Inspector Half seemed unsure of what to do next. He sat behind his desk and rolled his fingertips on its surface. “Happy to oblige you folks,” he said. “If you’d like to see the body, you’re welcome.”

Maria turned and walked to the door. “I don’t want to see him,” she said.

“Let’s go,” Seth Hazlitt said.

“I would like to see the body, Inspector,” I said.

“Jessica-”

“I would like to see the body.”

The Inspector stood. “I warn you, it isn’t a pretty sight.”

“I assure you you won’t have a fainter on your hands,” I said.

The Inspector and I went to a small morgue set up at the rear of the building. Through the window, the Thames rolled by. There was a considerable amount of commercial activity on it, and I couldn’t help but wonder what it had looked like two or three hundred years ago when pirates plied its waters. I didn’t have much time to contemplate history, however, because before I knew it, Inspector Half pulled out a body drawer from the wall and had flipped the end of a sheet that covered a corpse’s face.

I quickly turned away. It wasn’t recognizable as a human face, nothing but a gruesome mass of black flesh, no nose, no eyes, just a fetid blob. Look at it, Jessica, I told myself. You asked for this.

I forced myself to look once again at what the inspector had exposed, “Thank you,” I said. “That’s sufficient.”

By the time we reappeared in the lobby of the constabulary, word had gotten out who I was. Inspector Half personally escorted us to the front door. The desk sergeant asked timidly, “Could I have your signature for me kids, Mrs. Fletcher?”

Half gave him a stern look. “If she wouldn’t mind, Inspector,” the sergeant said.

I quickly scrawled my name on the piece of paper he held out, thanked them once again, and walked out onto the street.

“Why did you have to see the body?” Seth asked. “It’s nothing for a lady to see.”

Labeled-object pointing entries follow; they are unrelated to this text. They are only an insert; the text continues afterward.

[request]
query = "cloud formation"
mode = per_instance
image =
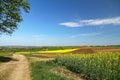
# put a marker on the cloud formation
(86, 34)
(93, 22)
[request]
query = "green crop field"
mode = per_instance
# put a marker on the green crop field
(100, 66)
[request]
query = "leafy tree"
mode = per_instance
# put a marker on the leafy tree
(10, 14)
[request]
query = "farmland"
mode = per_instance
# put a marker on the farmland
(69, 63)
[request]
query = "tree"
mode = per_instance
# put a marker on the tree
(10, 14)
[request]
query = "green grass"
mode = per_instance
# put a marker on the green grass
(48, 51)
(101, 66)
(41, 71)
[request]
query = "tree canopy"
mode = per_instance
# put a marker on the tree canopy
(10, 14)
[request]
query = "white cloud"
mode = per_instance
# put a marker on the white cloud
(70, 24)
(86, 34)
(93, 22)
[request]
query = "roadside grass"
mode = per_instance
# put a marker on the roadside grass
(41, 71)
(49, 51)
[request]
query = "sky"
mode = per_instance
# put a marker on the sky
(68, 23)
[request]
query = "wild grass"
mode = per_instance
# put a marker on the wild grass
(48, 51)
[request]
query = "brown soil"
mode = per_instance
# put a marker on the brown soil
(15, 70)
(46, 54)
(63, 72)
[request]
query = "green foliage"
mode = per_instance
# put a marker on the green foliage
(101, 66)
(10, 14)
(40, 71)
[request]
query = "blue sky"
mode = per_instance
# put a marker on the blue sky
(68, 23)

“Seth, someone had to look at the body. Frankly, I was surprised you didn’t come with me. As a doctor, you’ve seen enough corpses.”

“Yes, but I couldn’t have been any help. I never met the young man when he was alive.”

“Well, I did.”

“Was it as terrible as he said it would be?” Maria asked.

I solemnly nodded and avoided her gaze.

“Who could have done such a thing?” she asked.

“I don’t know, Maria, but we’ll try to find out.”

“Must be near lunchtime,” Morton Metzger said. “I’m hungry.”

“It’s only eleven o’clock,” Seth said.

“My body is all turned around,” Morton said. “Jet lag, I guess. What say we find ourselves a place to get a snack, just to tide us over till lunchtime.”